Does gender -- or does the supercharged combination of gender and race -- play a role in the preemptive strikes on not-yet-Secretary of State nominee Susan Rice?
For perspective on this complex question, it helps to return to 1974 and the nomination of another woman, Alice Rivlin, to head the Congressional Budget Office.
As Rivlin tells the story, the office had just been created, she was selected by a search committee -- and the House Budget Committee chairman made clear his adamant, gender-based opposition.
"Over his dead body was a woman going to run this organization," Rivlin recalled at an Atlantic magazine "Women of Washington" lecture last year.
No one would say that today. No one, I'd venture, would even think it. A woman, after all, has been secretary of state for all but four of the last 16 years. During the male interregnum, the job was held by a black man. House Republicans are getting well-deserved grief right now because of the absence of women among committee chairs.
But to note the progress women have made is not to say that the problem of sexism has been erased. It persists in the shadows of consciousness. Its manifestations are more subtle than the over-my-dead-bodyism of Rivlin's experience.
The public dialogue has moved from denying any gender differences to celebrating them, to the advantage of women. Consider the self-congratulatory discussion over the record 20 women set to serve as senators next year. "Women tend to be problem-solvers; we work together," Minnesota Democrat Amy Klobuchar told CBS. "They didn't get there by swaggering around, they got there by getting things done."
A lapsed political consultant, male, told me that the one candidate who might lure him back into the field would be a woman presidential nominee -- because, he said, it will take a female president to solve the country's problems.

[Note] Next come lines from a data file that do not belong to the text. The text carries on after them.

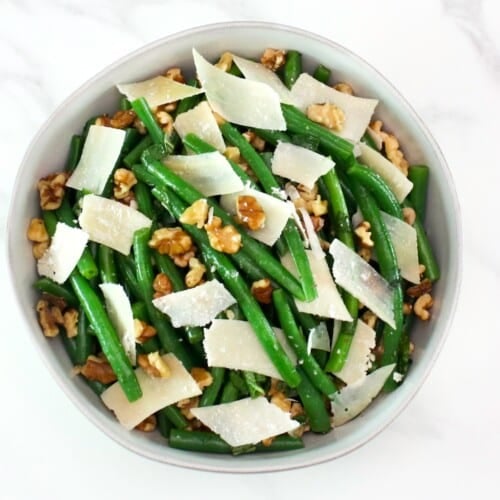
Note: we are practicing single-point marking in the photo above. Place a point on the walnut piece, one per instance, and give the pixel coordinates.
(124, 180)
(224, 239)
(202, 376)
(174, 242)
(273, 59)
(364, 234)
(147, 425)
(153, 365)
(51, 190)
(422, 306)
(225, 61)
(49, 317)
(329, 115)
(196, 213)
(344, 87)
(194, 276)
(142, 331)
(99, 369)
(262, 290)
(250, 213)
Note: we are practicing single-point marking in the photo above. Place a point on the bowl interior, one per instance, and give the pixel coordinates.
(49, 150)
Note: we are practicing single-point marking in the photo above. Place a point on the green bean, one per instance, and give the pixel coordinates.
(292, 68)
(108, 338)
(175, 416)
(209, 396)
(238, 288)
(341, 221)
(270, 184)
(229, 393)
(46, 285)
(339, 149)
(389, 269)
(314, 406)
(134, 156)
(166, 334)
(322, 73)
(75, 151)
(163, 177)
(382, 193)
(297, 342)
(425, 252)
(107, 267)
(419, 175)
(143, 111)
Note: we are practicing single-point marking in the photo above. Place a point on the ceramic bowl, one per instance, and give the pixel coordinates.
(48, 152)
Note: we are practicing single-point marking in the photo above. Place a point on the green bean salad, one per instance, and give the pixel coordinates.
(236, 259)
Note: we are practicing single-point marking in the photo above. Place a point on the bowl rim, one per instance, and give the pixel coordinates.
(274, 465)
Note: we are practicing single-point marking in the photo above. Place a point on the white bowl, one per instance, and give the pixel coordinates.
(48, 152)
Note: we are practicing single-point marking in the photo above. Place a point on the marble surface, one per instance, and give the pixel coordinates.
(444, 56)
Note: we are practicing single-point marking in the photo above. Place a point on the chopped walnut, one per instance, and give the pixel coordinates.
(194, 276)
(344, 87)
(197, 213)
(124, 180)
(147, 425)
(364, 234)
(425, 286)
(49, 317)
(257, 142)
(51, 190)
(422, 306)
(250, 213)
(162, 285)
(175, 74)
(329, 115)
(154, 365)
(391, 147)
(262, 290)
(142, 331)
(409, 215)
(175, 242)
(224, 239)
(70, 322)
(96, 368)
(273, 59)
(202, 376)
(225, 61)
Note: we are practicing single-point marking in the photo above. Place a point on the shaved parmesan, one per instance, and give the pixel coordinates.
(252, 104)
(209, 173)
(158, 90)
(110, 222)
(318, 338)
(395, 179)
(233, 344)
(246, 421)
(360, 279)
(329, 303)
(350, 401)
(259, 73)
(357, 110)
(277, 214)
(195, 306)
(200, 121)
(64, 252)
(404, 238)
(299, 164)
(121, 316)
(100, 153)
(358, 359)
(156, 393)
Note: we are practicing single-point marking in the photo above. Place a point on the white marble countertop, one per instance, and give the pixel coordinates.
(444, 56)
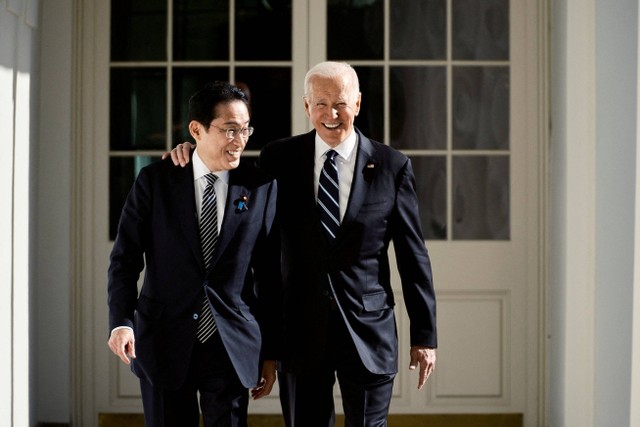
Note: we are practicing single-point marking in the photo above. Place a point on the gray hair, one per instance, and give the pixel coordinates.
(333, 70)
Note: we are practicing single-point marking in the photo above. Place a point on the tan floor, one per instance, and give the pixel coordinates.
(444, 420)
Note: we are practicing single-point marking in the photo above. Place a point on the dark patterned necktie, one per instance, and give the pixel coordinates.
(209, 238)
(328, 196)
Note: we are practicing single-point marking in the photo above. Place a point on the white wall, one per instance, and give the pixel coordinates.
(594, 81)
(18, 84)
(616, 48)
(53, 276)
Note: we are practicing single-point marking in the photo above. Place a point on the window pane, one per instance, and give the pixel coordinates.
(418, 107)
(186, 81)
(481, 198)
(481, 29)
(418, 29)
(431, 187)
(138, 109)
(269, 89)
(263, 30)
(371, 118)
(355, 30)
(201, 30)
(131, 39)
(122, 173)
(481, 108)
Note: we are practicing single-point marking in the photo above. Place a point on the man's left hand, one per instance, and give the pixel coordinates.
(426, 357)
(266, 382)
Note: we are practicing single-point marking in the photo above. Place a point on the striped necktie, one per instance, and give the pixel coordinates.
(328, 196)
(209, 238)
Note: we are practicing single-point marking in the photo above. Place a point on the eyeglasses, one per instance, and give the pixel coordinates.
(231, 133)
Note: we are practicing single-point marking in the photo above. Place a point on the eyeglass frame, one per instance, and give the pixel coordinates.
(231, 133)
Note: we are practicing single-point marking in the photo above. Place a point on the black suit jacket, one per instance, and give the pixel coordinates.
(383, 207)
(158, 231)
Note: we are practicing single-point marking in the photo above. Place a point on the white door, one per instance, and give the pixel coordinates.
(453, 83)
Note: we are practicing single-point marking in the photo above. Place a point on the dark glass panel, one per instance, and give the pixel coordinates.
(418, 107)
(431, 187)
(481, 29)
(131, 38)
(186, 82)
(122, 173)
(269, 89)
(418, 29)
(481, 108)
(481, 198)
(138, 108)
(263, 30)
(371, 118)
(201, 30)
(355, 30)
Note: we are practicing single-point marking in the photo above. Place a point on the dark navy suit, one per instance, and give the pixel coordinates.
(158, 231)
(338, 301)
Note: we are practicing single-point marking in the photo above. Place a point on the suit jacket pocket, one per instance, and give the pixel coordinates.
(149, 307)
(376, 301)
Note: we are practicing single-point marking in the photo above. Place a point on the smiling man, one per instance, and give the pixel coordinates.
(205, 322)
(342, 199)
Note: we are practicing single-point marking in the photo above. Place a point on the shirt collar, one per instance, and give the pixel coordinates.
(200, 169)
(345, 149)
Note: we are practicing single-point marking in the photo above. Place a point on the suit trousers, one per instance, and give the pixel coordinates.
(223, 398)
(307, 398)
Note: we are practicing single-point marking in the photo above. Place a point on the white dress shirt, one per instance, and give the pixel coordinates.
(221, 186)
(345, 161)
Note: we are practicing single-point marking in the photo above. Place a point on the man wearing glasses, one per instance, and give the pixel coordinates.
(205, 321)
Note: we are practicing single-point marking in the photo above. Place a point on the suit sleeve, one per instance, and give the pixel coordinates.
(413, 262)
(267, 278)
(127, 255)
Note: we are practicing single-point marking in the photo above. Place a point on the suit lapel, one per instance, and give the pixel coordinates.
(185, 205)
(363, 172)
(236, 193)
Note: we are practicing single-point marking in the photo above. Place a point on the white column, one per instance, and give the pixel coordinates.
(634, 418)
(577, 366)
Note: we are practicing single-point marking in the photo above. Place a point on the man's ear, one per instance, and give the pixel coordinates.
(307, 107)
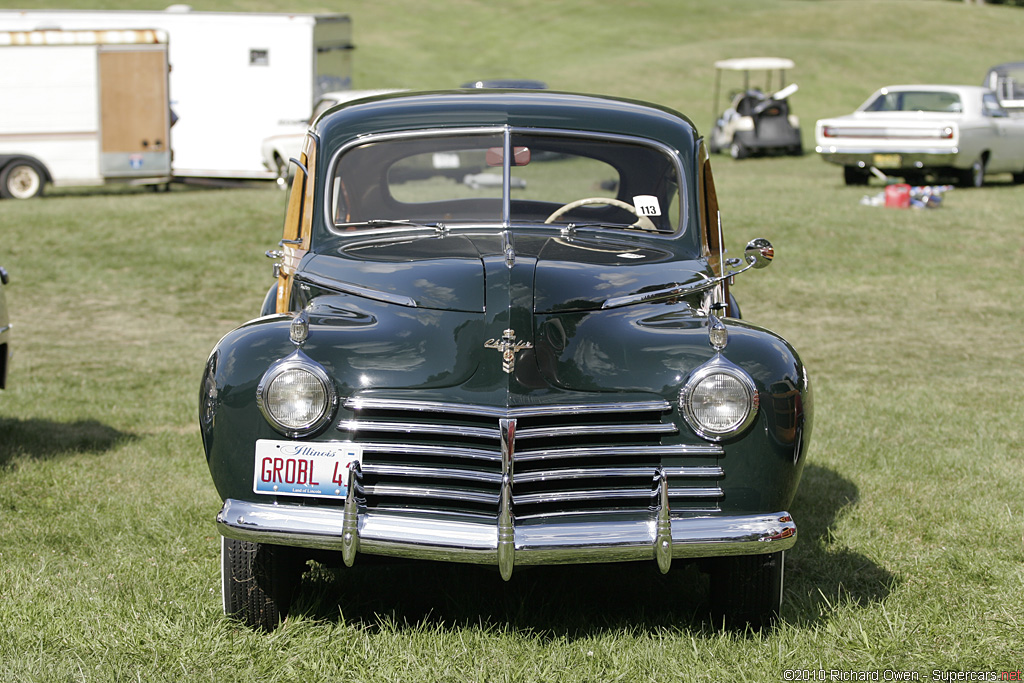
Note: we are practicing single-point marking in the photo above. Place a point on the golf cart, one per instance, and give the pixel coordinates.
(758, 121)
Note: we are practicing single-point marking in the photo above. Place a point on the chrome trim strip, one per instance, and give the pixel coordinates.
(350, 519)
(663, 522)
(460, 495)
(506, 521)
(623, 451)
(611, 495)
(578, 430)
(470, 539)
(348, 288)
(356, 403)
(487, 432)
(437, 451)
(432, 472)
(611, 472)
(416, 428)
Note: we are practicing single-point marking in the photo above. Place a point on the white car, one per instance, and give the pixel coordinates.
(279, 148)
(925, 132)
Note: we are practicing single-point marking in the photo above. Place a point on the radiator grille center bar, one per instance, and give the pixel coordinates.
(518, 464)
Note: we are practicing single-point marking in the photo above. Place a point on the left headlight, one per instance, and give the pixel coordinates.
(719, 400)
(296, 395)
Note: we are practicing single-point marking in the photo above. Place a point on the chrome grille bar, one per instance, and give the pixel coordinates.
(615, 472)
(357, 403)
(588, 430)
(611, 494)
(567, 459)
(417, 428)
(617, 452)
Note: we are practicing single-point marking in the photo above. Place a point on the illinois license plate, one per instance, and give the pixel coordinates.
(314, 469)
(887, 161)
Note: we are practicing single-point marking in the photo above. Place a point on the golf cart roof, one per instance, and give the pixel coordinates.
(754, 63)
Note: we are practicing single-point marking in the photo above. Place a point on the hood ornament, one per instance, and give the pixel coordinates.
(509, 347)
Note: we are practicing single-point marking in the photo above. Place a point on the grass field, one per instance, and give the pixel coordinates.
(911, 509)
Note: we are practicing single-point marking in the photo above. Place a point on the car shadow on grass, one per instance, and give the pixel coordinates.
(42, 439)
(583, 600)
(822, 572)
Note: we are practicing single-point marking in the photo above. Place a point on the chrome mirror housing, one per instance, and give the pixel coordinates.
(759, 253)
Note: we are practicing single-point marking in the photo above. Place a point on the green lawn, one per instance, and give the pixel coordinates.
(911, 509)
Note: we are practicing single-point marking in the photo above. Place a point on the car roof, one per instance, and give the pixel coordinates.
(482, 108)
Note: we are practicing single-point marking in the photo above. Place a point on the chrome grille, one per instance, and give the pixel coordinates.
(567, 459)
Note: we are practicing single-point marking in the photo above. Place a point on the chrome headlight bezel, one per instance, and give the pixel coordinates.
(297, 361)
(712, 369)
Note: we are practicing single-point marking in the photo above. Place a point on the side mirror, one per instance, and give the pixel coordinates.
(759, 253)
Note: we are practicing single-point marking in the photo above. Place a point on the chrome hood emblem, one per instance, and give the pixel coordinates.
(509, 347)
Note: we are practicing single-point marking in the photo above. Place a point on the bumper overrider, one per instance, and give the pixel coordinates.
(565, 540)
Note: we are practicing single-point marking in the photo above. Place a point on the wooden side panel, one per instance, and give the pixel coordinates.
(133, 108)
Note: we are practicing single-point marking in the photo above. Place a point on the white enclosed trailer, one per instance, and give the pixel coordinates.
(237, 78)
(82, 108)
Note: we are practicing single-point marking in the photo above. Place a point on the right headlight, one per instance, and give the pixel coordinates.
(296, 395)
(719, 400)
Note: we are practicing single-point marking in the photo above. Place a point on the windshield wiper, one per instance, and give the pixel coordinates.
(390, 222)
(569, 227)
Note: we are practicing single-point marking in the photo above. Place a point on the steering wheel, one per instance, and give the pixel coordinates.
(642, 221)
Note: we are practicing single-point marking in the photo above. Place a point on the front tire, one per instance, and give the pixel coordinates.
(748, 590)
(20, 180)
(258, 582)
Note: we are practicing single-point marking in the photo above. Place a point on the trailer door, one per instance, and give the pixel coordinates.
(134, 111)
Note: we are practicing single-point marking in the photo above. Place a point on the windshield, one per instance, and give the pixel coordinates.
(555, 178)
(915, 100)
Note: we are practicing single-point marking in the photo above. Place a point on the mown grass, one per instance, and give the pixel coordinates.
(911, 509)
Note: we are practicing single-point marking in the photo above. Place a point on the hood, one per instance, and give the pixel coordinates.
(456, 271)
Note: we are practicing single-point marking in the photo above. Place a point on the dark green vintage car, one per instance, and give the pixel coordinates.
(501, 333)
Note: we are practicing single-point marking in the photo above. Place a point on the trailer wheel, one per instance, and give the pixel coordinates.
(20, 180)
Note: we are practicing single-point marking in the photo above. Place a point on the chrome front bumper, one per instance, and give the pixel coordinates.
(565, 540)
(942, 157)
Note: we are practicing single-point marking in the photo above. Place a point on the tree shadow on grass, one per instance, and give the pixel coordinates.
(42, 439)
(583, 600)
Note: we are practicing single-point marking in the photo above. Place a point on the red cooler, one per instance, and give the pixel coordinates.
(898, 196)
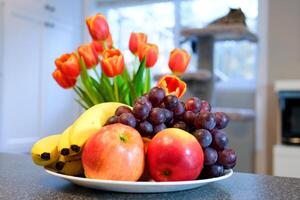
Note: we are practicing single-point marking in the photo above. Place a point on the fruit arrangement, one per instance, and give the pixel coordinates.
(160, 138)
(129, 131)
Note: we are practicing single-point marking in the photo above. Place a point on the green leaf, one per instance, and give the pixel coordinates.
(96, 85)
(139, 78)
(147, 81)
(105, 84)
(85, 79)
(132, 93)
(83, 96)
(81, 104)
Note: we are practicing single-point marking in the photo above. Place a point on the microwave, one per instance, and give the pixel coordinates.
(289, 115)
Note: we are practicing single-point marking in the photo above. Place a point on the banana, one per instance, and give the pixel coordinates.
(90, 122)
(69, 165)
(44, 152)
(64, 143)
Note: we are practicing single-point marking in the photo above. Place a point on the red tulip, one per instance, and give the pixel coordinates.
(89, 55)
(112, 63)
(62, 80)
(172, 85)
(98, 27)
(150, 52)
(68, 64)
(179, 60)
(99, 46)
(135, 42)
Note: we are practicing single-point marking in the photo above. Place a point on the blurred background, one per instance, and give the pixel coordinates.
(246, 65)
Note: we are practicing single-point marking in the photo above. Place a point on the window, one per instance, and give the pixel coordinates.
(233, 61)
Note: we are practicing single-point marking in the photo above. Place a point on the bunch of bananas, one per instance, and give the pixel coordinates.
(62, 152)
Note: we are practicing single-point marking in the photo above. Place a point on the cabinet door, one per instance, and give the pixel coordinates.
(66, 11)
(20, 84)
(58, 108)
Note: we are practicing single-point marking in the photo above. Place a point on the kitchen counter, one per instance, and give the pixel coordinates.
(21, 179)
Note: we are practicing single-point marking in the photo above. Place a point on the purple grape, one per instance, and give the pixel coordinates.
(145, 128)
(127, 119)
(210, 156)
(227, 158)
(159, 127)
(122, 109)
(189, 117)
(179, 109)
(204, 137)
(180, 124)
(143, 100)
(156, 96)
(171, 102)
(157, 116)
(112, 120)
(162, 105)
(220, 140)
(205, 120)
(169, 115)
(212, 171)
(205, 106)
(221, 120)
(193, 104)
(141, 111)
(231, 166)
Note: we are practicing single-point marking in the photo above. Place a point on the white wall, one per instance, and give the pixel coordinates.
(279, 58)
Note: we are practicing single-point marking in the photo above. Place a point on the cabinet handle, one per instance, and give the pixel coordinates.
(50, 8)
(49, 25)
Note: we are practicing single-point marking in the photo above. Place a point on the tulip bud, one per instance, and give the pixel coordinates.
(99, 45)
(62, 80)
(112, 63)
(68, 64)
(150, 52)
(172, 85)
(89, 55)
(135, 42)
(179, 60)
(98, 27)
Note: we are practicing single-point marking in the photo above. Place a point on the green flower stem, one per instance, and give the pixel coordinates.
(116, 89)
(148, 81)
(97, 74)
(85, 81)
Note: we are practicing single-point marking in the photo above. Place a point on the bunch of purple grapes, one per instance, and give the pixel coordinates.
(156, 111)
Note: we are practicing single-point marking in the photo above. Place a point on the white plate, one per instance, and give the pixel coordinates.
(139, 187)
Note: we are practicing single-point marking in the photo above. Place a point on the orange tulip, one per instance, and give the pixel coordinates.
(98, 27)
(68, 64)
(112, 63)
(172, 85)
(179, 60)
(98, 45)
(89, 55)
(135, 42)
(62, 80)
(150, 52)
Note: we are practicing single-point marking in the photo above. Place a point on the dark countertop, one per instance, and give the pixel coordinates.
(21, 179)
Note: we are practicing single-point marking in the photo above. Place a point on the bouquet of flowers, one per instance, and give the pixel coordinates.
(112, 82)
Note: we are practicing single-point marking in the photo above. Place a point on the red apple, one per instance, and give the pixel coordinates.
(174, 155)
(116, 152)
(146, 175)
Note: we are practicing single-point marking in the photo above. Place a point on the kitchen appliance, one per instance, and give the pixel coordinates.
(289, 103)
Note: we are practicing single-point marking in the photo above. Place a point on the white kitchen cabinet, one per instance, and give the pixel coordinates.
(32, 105)
(286, 161)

The model of female leader has morphed from Iron Lady to soft power. And the controversy over Rice stems in part from the fact that she does not fit comfortably into this model of collegial, nurturing, division-healing woman.
The adjectives used to describe her are fraught with sexist undertones. Blunt. Sharp-elbowed. Driven. Egotistical. Some of these terms come from her friends. No one thinks she would win Miss Congeniality.
Writing on ForeignPolicy.com, Rice's Clinton administration colleague David Rothkopf called her "hardheaded and prickly." But, Rothkopf added, "The nonsense that she is somehow not qualified for the job is indefensible. ... As for her temperament, raising it is pure sexism. Why is she called abrasive, when clearly, similar toughness was hailed in our most powerful and respected secretaries of state -- from Henry Kissinger to George Shultz to James Baker?"
It goes too far to say "pure sexism," but I think gender plays a role, however subconscious. My analysis assumes that the Rice critique does not stem solely from her comments on a single Sunday morning of talk-show rounds.
Something more is going on here: A touch of chummy old-boy (and old-girl, for that matter) networkism in support of Senate colleague John Kerry. A residue of bristling over previous encounters (see Rice's tart 2008 comments about then-GOP presidential nominee John McCain).
A bit of Rice battle as proxy war for taking on the president himself. An effort at inoculation with the GOP base, or maneuvering to win another GOP Senate seat if Kerry is chosen. The legacy of Rice neglecting to assiduously cultivate senators and other allies -- an art at which her female would-be predecessors excelled.
And also sexism, albeit of a modern, less overt variety. Let's face it: Society has more tolerance for men behaving badly than for women.
Men with problems working well with others can get dinged -- see Richard Holbrooke, to whom Rice famously flipped the bird at one meeting, and whose outsized personality interfered with his ambitions. But women are granted even less space for bad behavior or foul language.
Race feels like less of a factor, but I wonder whether, to some critics, her aggressiveness edges into insolence. Thinking about Rice brought to mind Obama's description, in "Dreams from My Father," of how he learned as a young black man that people "were satisfied so long as you were courteous and smiled and made no sudden moves."
There is a double standard at work here, more nuanced and less intentional, but at the same time more insidious than what Rivlin confronted nearly four decades ago.